Modular artificial photosynthetic microbial consortium for the CO2-driven production of cis, cis-muconate
Abstract
With the increasing restrictions on petrochemical-derived polymers and growing demand for sustainable materials, cis, cis-muconate (ccMA) has emerged in recent years as a promising platform chemical for green manufacturing. However, ccMA biosynthesis in heterotrophic microorganisms still consumes sugar- or lignin-derived feedstocks, which constrains its sustainability profile and prevents it from being a truly green or carbon-negative process.

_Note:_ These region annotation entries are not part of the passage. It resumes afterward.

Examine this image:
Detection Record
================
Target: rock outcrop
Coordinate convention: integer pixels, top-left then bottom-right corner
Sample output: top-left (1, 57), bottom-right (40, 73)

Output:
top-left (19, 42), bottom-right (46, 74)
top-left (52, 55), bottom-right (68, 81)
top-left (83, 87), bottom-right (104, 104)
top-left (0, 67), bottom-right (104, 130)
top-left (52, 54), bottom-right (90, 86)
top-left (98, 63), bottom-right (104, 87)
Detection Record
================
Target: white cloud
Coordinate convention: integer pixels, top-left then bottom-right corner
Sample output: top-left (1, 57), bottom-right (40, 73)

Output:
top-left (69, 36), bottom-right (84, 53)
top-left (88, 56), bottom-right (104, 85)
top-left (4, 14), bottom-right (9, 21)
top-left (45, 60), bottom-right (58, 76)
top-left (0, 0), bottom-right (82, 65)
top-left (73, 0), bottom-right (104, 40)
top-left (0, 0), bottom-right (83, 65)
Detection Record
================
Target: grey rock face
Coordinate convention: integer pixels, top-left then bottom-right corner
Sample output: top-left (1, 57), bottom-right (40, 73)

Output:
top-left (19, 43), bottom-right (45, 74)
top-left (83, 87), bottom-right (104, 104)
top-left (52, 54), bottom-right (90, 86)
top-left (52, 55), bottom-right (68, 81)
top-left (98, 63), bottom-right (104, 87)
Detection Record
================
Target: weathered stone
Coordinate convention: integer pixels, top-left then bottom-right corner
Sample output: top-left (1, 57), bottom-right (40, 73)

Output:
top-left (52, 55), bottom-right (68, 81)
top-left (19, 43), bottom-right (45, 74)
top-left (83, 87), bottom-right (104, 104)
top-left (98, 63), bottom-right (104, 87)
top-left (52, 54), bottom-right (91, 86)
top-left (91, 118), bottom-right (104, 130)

Although photosynthetic microorganisms can be engineered as “negative-carbon factories” to convert photosynthetically fixed CO2 into diverse value-added products, the direct synthesis of ccMA has so far been precluded by intrinsic metabolic limitations, including the feedback-regulated and largely unexplored shikimate pathway as well as an NADPH/ATP imbalance that conflicts with high NADPH demand of ccMA biosynthesis. This study presents a two-species, three-module design for sustainable ccMA biomanufacturing. Specifically, a model photosynthetic chassis Synechococcus elongatus PCC 7942 was engineered with sucrose and trans-cinnamic acid module to supply carbon and engery, while the heterophic chassis Corynebacterium glutamicum ATCC 13032 carried a reonstructed shikimate module for ccMA synthesis. This modular distribution not only alleviated metabolic burden in individual strains but also enhanced system robustness through rational medium optimization, fine-tuned inoculation ratios, and spatial stabilization of cyanobacteria using sodium alginate hydrogel immobilization. While the titers remain modest (7.04 and 8.61 mg L⁻1 under non-immobilization and immobilization, respectively), this proof-of-concept system achieved a net carbon reduction of −15.10 kg CO2e kg-1 of produced ccMA, highlighting its environmental advantages and potential for carbon-negative biomanufacturing.